Les autorités US demandent à OpenAI de révéler l'identité d'un utilisateur de ChatGPT suspecté d'être l'administrateur d'un site Web dédié à l'exploitation des enfants
suscitant un débat sur la vie privée
OpenAI fait à une demande de données officielle qui risque de mettre davantage à l'épreuve ses promesses en matière de protection de la vie privée. Le département américain de la Sécurité intérieure (DHS) a demandé à OpenAI de révéler l’identité d’un utilisateur soupçonné d’activités criminelles liées à des abus d’enfants. La demande vise à obtenir les informations associées à certains prompts et réponses échangés avec ChatGPT. Le DHS affirme avoir déjà identifié un suspect, mais souhaite obtenir les données d’OpenAI pour renforcer son enquête. Il s'agit du premier cas connu où les forces de l'ordre s'intéressent aux données d'une entreprise d'IA. Mais cette pratique pourrait s'accélérer.

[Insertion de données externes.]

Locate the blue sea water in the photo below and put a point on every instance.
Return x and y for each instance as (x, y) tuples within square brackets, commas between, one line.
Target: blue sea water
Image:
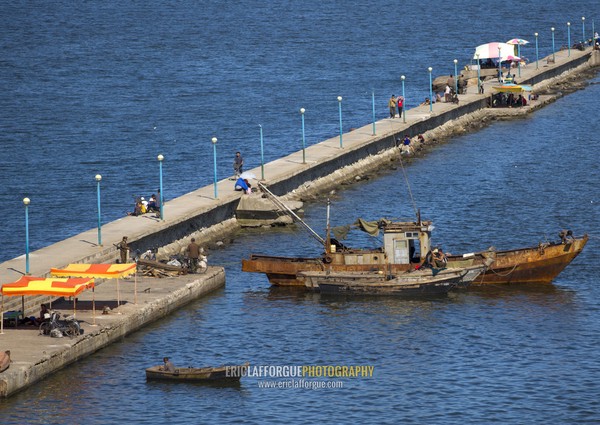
[(104, 87)]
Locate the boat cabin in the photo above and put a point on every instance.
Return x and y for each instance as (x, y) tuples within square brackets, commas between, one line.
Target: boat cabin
[(407, 242)]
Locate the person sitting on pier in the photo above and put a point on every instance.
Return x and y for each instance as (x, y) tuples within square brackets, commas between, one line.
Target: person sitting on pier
[(168, 366), (152, 206), (243, 185), (37, 321)]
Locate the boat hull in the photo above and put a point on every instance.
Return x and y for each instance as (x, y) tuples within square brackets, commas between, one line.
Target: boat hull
[(4, 361), (538, 264), (415, 288), (205, 374)]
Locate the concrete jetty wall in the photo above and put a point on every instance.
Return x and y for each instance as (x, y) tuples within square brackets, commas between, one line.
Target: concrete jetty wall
[(198, 213), (36, 356)]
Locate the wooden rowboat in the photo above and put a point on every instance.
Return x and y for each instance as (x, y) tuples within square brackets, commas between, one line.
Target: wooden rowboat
[(231, 373), (4, 361)]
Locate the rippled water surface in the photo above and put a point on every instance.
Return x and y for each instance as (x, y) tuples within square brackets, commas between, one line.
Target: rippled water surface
[(85, 85)]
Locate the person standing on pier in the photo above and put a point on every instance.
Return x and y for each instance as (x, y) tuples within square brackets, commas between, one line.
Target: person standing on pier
[(400, 106), (238, 163), (124, 249), (168, 366), (392, 106), (193, 253)]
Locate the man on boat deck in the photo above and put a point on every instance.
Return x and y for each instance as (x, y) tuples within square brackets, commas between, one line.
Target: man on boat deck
[(439, 258), (168, 367)]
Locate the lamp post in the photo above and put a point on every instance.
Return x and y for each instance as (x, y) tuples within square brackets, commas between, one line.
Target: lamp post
[(402, 77), (455, 76), (340, 108), (262, 156), (26, 202), (553, 56), (302, 110), (537, 58), (98, 179), (160, 197), (214, 140), (430, 90), (478, 75), (519, 55), (569, 37), (373, 103)]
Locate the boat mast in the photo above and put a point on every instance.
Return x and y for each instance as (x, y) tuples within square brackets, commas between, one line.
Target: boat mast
[(285, 208), (328, 238)]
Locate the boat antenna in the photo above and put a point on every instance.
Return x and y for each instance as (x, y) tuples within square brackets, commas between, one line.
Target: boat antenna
[(412, 199)]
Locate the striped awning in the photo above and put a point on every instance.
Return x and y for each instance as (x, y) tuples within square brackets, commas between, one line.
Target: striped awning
[(30, 285), (99, 271)]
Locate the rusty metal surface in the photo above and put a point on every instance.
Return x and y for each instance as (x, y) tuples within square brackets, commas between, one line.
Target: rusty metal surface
[(538, 264)]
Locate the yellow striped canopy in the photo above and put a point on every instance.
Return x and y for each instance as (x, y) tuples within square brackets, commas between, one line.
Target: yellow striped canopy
[(99, 271), (30, 285)]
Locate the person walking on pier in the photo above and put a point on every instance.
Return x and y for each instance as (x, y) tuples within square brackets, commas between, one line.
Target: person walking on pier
[(193, 253), (124, 249), (400, 106), (238, 163), (168, 366), (392, 106)]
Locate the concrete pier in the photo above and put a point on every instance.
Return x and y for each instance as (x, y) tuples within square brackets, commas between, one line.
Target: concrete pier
[(199, 214), (36, 356)]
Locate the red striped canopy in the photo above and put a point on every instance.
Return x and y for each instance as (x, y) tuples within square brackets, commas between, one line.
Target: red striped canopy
[(30, 285), (99, 271)]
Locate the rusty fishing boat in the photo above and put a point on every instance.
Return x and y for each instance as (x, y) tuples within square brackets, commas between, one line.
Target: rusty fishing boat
[(405, 247)]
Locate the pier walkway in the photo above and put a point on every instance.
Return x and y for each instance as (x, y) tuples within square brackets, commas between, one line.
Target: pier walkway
[(200, 210)]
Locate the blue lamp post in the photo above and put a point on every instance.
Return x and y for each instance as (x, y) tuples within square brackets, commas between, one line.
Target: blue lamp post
[(569, 37), (478, 75), (214, 140), (553, 50), (430, 90), (373, 103), (499, 63), (160, 198), (537, 57), (455, 76), (519, 55), (340, 108), (402, 77), (262, 156), (26, 201), (98, 179), (302, 110)]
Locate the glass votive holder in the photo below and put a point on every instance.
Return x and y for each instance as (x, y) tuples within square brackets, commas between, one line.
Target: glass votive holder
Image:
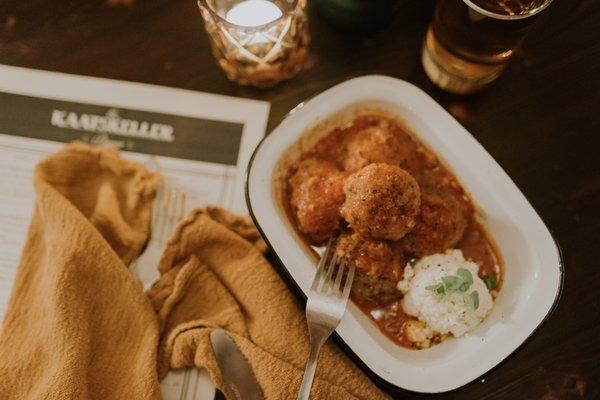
[(257, 42)]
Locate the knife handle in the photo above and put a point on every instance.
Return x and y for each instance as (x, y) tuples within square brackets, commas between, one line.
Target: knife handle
[(311, 366)]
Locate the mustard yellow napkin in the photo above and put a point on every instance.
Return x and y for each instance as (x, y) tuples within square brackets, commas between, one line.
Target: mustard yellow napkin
[(79, 326)]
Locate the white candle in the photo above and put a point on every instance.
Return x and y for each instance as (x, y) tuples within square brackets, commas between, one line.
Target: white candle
[(253, 13)]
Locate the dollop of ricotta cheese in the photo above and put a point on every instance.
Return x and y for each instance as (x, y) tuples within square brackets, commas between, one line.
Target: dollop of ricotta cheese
[(454, 311)]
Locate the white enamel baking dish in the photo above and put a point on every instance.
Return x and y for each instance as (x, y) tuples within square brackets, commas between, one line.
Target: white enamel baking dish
[(533, 273)]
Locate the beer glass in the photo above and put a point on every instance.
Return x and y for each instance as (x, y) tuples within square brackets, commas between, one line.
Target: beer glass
[(469, 42)]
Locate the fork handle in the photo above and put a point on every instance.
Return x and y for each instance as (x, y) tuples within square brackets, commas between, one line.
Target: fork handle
[(311, 366)]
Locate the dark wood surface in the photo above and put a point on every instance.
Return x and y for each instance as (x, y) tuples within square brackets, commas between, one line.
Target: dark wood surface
[(540, 121)]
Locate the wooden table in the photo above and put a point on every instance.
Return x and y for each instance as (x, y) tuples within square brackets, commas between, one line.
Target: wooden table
[(540, 121)]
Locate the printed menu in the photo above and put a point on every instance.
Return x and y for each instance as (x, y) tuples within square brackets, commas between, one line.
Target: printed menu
[(199, 142)]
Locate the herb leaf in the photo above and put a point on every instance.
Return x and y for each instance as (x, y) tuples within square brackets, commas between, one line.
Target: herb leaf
[(452, 282), (474, 299), (490, 281), (465, 274), (439, 288)]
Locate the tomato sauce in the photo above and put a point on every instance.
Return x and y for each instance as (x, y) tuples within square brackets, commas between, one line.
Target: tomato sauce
[(475, 243)]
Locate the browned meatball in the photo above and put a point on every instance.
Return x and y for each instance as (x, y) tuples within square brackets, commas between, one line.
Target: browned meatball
[(378, 267), (316, 197), (440, 225), (382, 201), (372, 144)]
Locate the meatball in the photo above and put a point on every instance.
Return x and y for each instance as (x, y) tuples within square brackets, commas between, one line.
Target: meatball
[(382, 201), (316, 197), (373, 144), (378, 267), (380, 142), (440, 224)]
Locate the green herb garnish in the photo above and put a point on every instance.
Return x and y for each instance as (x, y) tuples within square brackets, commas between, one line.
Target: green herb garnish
[(439, 288), (490, 281), (474, 299), (461, 282)]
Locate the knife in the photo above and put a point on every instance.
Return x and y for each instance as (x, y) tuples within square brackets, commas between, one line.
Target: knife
[(237, 373)]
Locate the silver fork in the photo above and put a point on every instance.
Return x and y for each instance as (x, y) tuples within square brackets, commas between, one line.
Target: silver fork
[(169, 209), (325, 308)]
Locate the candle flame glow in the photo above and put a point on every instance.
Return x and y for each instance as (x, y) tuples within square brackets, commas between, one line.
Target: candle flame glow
[(252, 13)]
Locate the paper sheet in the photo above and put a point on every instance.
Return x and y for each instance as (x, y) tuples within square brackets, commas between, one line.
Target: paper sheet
[(201, 143)]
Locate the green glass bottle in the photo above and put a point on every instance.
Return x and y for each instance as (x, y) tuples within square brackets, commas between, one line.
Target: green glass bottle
[(357, 15)]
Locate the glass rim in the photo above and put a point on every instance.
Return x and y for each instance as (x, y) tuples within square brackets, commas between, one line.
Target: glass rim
[(528, 14), (214, 13)]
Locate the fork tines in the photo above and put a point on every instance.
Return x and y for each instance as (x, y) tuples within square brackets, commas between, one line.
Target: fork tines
[(330, 266)]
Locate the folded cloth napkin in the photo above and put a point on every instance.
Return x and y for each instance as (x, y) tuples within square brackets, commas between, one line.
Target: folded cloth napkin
[(79, 326)]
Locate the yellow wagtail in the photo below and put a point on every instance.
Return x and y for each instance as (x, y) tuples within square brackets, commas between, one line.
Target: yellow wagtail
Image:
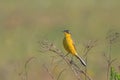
[(70, 47)]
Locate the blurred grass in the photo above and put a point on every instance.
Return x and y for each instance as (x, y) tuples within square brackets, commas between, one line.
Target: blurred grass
[(24, 22)]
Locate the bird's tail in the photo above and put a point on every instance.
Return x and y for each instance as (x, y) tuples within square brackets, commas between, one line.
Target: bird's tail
[(81, 60)]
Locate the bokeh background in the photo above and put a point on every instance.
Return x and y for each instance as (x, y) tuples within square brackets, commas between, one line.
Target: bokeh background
[(25, 22)]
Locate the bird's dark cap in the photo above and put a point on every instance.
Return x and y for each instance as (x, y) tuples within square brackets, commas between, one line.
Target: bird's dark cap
[(67, 31)]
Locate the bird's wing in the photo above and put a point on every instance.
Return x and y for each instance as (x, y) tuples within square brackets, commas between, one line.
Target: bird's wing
[(73, 44)]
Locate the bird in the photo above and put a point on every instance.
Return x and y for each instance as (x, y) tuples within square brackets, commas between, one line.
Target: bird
[(69, 46)]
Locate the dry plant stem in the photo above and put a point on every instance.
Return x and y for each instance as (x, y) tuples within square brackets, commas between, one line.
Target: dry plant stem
[(25, 66), (49, 72), (51, 47)]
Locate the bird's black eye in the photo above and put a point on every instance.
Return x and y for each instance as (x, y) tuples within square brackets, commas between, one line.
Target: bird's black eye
[(67, 31)]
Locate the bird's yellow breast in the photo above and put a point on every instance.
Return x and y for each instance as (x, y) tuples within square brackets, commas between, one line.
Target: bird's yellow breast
[(69, 45)]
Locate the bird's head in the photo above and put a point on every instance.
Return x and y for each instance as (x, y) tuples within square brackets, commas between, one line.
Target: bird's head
[(67, 32)]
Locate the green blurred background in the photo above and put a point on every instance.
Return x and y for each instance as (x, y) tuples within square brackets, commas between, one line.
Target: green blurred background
[(25, 22)]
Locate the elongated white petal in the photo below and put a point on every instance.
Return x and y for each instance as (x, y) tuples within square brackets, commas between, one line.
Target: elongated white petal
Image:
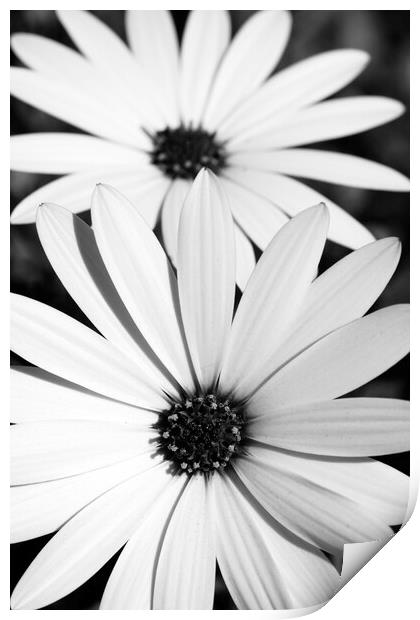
[(251, 57), (206, 274), (113, 61), (313, 512), (153, 39), (38, 396), (293, 196), (59, 344), (206, 37), (131, 583), (144, 280), (185, 574), (48, 450), (71, 248), (89, 540), (69, 68), (75, 107), (245, 258), (261, 323), (263, 565), (378, 489), (145, 187), (338, 363), (341, 294), (293, 88), (60, 153), (324, 121), (329, 166), (344, 427), (41, 508), (258, 217), (171, 211)]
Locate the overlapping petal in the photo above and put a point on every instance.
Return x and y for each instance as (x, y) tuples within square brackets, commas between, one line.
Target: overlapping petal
[(61, 153), (38, 396), (284, 272), (343, 293), (258, 46), (57, 343), (86, 542), (338, 363), (321, 516), (145, 187), (294, 88), (205, 39), (345, 427), (41, 508), (143, 278), (131, 583), (206, 275), (42, 451), (264, 566), (186, 569), (292, 197)]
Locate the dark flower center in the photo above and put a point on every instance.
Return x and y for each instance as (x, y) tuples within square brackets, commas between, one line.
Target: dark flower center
[(201, 434), (182, 152)]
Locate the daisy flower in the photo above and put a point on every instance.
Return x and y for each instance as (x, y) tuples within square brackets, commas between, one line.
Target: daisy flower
[(159, 113), (187, 437)]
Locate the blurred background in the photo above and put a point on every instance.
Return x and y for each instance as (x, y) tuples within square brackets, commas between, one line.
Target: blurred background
[(385, 36)]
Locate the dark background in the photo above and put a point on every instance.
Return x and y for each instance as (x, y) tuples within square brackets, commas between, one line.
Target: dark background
[(385, 35)]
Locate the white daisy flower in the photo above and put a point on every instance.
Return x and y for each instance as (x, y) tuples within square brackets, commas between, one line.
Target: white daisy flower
[(187, 437), (158, 114)]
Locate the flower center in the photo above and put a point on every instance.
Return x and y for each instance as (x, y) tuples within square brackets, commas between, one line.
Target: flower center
[(201, 434), (182, 152)]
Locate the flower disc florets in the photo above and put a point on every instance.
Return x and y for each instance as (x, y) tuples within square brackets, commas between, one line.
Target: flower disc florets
[(201, 434), (182, 152)]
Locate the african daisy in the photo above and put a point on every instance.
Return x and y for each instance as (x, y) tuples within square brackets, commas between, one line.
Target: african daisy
[(187, 437), (158, 114)]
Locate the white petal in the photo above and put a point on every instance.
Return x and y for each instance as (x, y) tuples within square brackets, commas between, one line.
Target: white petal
[(76, 107), (206, 274), (263, 565), (293, 196), (41, 508), (341, 294), (338, 363), (262, 320), (153, 39), (59, 344), (130, 585), (69, 68), (378, 489), (293, 88), (113, 61), (206, 36), (345, 427), (48, 450), (185, 574), (144, 280), (259, 218), (311, 511), (39, 396), (145, 187), (251, 57), (71, 248), (324, 121), (60, 153), (88, 540), (337, 168), (245, 258), (171, 211)]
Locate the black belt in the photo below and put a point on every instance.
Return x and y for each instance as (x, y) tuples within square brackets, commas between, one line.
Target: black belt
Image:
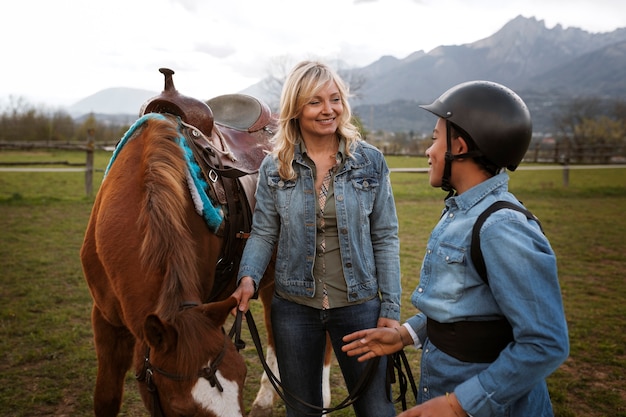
[(471, 341)]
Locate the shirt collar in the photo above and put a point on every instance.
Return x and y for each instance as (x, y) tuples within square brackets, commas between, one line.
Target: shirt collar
[(474, 195)]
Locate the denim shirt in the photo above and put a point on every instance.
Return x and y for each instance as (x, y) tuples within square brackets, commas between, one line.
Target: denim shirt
[(523, 287), (366, 221)]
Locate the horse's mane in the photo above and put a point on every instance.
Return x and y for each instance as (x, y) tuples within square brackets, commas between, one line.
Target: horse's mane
[(167, 245)]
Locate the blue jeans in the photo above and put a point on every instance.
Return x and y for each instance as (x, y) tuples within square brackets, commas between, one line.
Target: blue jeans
[(300, 340)]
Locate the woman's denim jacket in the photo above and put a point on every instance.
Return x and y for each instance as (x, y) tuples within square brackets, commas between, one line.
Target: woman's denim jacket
[(285, 214)]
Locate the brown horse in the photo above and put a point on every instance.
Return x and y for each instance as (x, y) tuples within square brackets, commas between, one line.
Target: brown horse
[(160, 268)]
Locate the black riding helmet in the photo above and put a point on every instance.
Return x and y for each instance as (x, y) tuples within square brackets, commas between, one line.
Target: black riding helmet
[(495, 118)]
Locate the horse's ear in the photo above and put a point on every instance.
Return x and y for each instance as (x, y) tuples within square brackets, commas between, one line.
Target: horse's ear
[(219, 311), (160, 335)]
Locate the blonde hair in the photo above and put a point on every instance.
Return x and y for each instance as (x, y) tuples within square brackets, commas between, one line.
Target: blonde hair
[(304, 81)]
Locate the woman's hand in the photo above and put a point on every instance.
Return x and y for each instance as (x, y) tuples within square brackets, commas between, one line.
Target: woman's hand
[(244, 292), (442, 406), (370, 343)]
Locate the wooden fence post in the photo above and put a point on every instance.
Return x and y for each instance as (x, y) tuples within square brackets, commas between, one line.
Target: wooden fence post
[(89, 163)]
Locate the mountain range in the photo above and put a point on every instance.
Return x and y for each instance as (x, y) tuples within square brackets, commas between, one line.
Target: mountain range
[(544, 66)]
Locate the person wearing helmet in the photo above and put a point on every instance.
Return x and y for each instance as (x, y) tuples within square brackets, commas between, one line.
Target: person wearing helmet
[(488, 344)]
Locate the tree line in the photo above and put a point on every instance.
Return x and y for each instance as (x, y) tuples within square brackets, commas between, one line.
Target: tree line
[(586, 130)]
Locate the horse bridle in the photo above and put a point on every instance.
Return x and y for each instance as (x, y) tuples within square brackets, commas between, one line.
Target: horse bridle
[(148, 370)]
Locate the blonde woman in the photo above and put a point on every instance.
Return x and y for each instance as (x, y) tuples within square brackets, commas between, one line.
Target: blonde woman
[(324, 199)]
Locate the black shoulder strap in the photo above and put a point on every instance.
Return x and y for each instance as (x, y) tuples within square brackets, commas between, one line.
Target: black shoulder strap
[(476, 252)]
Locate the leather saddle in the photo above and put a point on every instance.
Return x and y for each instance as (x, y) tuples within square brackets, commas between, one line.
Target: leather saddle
[(229, 136)]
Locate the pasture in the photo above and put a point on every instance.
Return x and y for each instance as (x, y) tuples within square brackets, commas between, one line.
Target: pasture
[(47, 361)]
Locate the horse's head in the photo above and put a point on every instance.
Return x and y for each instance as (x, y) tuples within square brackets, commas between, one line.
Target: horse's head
[(191, 367)]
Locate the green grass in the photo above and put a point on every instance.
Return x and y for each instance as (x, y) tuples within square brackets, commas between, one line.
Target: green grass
[(47, 360)]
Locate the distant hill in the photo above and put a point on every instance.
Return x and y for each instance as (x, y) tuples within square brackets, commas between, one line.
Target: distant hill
[(544, 66), (113, 101)]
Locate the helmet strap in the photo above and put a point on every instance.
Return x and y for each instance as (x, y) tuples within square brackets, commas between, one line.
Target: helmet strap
[(447, 169)]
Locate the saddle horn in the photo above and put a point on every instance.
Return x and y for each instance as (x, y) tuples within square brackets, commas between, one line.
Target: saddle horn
[(190, 110)]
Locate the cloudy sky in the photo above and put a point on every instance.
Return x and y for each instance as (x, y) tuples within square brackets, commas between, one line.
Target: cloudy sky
[(57, 52)]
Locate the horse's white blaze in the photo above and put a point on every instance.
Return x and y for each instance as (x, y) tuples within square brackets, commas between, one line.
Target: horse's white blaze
[(223, 404), (265, 397)]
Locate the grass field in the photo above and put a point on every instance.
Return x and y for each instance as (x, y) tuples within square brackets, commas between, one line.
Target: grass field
[(47, 361)]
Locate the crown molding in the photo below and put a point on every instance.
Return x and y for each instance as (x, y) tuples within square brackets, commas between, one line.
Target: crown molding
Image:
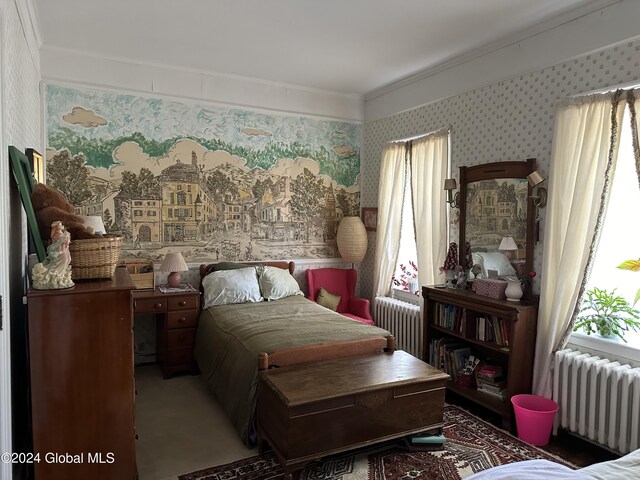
[(537, 29)]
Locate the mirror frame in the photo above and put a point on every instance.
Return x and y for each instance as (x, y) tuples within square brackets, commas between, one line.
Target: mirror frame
[(491, 171)]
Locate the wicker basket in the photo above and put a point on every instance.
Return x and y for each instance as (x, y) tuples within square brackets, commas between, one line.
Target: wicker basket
[(94, 257)]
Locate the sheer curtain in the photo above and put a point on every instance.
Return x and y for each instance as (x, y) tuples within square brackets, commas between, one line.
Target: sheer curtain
[(429, 164), (584, 152), (390, 199), (635, 126)]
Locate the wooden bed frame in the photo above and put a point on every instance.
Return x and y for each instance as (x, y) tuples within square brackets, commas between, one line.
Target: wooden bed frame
[(312, 353)]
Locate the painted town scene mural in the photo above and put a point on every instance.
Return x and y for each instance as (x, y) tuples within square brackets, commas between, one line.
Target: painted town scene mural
[(213, 183), (496, 208)]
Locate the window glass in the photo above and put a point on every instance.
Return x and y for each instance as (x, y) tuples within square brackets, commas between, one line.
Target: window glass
[(620, 231), (406, 268)]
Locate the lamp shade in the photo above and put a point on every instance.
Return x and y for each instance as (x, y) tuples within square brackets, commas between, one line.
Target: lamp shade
[(535, 178), (508, 243), (173, 262), (94, 222), (352, 239)]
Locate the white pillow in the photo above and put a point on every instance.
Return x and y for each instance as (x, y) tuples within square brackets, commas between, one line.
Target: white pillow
[(231, 286), (277, 283), (496, 261)]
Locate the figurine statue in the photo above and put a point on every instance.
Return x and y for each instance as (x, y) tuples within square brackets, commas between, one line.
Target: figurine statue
[(55, 271)]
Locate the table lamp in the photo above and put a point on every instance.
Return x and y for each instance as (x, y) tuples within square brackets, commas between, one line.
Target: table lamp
[(173, 263), (508, 245), (352, 239)]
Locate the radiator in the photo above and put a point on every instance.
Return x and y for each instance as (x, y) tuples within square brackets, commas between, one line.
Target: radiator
[(402, 319), (599, 399)]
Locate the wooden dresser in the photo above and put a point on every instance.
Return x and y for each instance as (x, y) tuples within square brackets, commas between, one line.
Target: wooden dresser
[(82, 380)]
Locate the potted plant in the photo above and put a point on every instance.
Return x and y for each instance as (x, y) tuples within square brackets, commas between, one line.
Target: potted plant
[(634, 266), (606, 313)]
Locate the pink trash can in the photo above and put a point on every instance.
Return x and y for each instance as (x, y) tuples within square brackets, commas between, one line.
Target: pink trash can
[(534, 418)]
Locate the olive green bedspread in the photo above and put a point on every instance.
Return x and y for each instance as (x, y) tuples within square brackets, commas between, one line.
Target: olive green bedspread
[(230, 337)]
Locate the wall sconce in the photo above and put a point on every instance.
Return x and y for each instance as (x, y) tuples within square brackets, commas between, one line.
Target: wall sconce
[(535, 178), (449, 186)]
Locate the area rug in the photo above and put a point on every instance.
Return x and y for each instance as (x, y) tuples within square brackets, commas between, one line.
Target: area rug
[(471, 445)]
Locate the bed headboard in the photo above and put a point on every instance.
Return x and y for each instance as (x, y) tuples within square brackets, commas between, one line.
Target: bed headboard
[(207, 268)]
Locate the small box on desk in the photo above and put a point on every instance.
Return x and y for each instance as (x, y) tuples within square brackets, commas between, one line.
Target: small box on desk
[(141, 272), (490, 287)]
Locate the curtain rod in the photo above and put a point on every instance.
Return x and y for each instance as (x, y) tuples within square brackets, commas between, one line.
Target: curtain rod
[(422, 135), (622, 86)]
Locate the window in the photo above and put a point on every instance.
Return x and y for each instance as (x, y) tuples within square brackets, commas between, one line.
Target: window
[(405, 277), (620, 231), (406, 268)]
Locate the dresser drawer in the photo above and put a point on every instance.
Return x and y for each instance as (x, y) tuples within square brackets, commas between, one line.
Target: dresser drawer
[(180, 356), (182, 319), (189, 302), (181, 337), (149, 305)]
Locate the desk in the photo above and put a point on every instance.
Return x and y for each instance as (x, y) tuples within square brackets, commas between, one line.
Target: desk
[(177, 316)]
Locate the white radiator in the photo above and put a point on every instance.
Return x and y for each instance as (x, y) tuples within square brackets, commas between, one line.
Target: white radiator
[(402, 319), (598, 399)]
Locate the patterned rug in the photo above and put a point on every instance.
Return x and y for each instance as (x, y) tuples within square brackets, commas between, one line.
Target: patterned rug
[(471, 445)]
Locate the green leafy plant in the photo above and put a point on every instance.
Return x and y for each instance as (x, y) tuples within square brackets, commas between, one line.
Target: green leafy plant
[(607, 314), (634, 266)]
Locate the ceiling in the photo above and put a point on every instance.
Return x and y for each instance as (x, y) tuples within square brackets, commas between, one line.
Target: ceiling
[(348, 46)]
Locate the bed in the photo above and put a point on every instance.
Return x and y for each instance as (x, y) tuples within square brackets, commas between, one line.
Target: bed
[(623, 468), (234, 340)]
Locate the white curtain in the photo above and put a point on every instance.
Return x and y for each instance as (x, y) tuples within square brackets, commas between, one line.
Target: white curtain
[(583, 153), (635, 126), (429, 166), (390, 200)]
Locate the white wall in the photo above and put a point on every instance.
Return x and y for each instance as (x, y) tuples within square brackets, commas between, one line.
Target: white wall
[(506, 119), (561, 41), (62, 66), (20, 125)]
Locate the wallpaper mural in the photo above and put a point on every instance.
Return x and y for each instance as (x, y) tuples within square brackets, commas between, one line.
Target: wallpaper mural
[(214, 183)]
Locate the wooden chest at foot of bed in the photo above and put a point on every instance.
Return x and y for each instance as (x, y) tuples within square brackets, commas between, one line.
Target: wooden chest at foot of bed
[(312, 410)]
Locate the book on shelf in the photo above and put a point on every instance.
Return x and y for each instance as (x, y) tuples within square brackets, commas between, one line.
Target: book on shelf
[(498, 387), (489, 370), (502, 395), (490, 379)]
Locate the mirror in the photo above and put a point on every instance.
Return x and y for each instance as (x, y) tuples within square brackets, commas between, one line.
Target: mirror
[(494, 204)]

Le département de la Sécurité intérieure des États-Unis (en anglais: United States Department of Homeland Security, DHS) est un département exécutif fédéral du gouvernement américain créé le 27 novembre 2002, après le vote deux jours auparavant par le Congrès de la Homeland Security Act (en français, « Loi sur la sécurité intérieure ») à l'initiative du président George W. Bush, en réponse aux attentats terroristes qui ont lieu le 11 septembre 2001.
Son objectif est d'organiser et d'assurer la sécurité intérieure du pays ; il est dirigé par la secrétaire à la Sécurité intérieure des États-Unis, Kristi Noem depuis janvier 2025, membre du cabinet présidentiel. La création du DHS constitue la plus grande restructuration du gouvernement fédéral américain depuis la création du département de la Défense en 1947. En 2024, ce département emploie environ 258 000 agents de tous grades et de statuts divers.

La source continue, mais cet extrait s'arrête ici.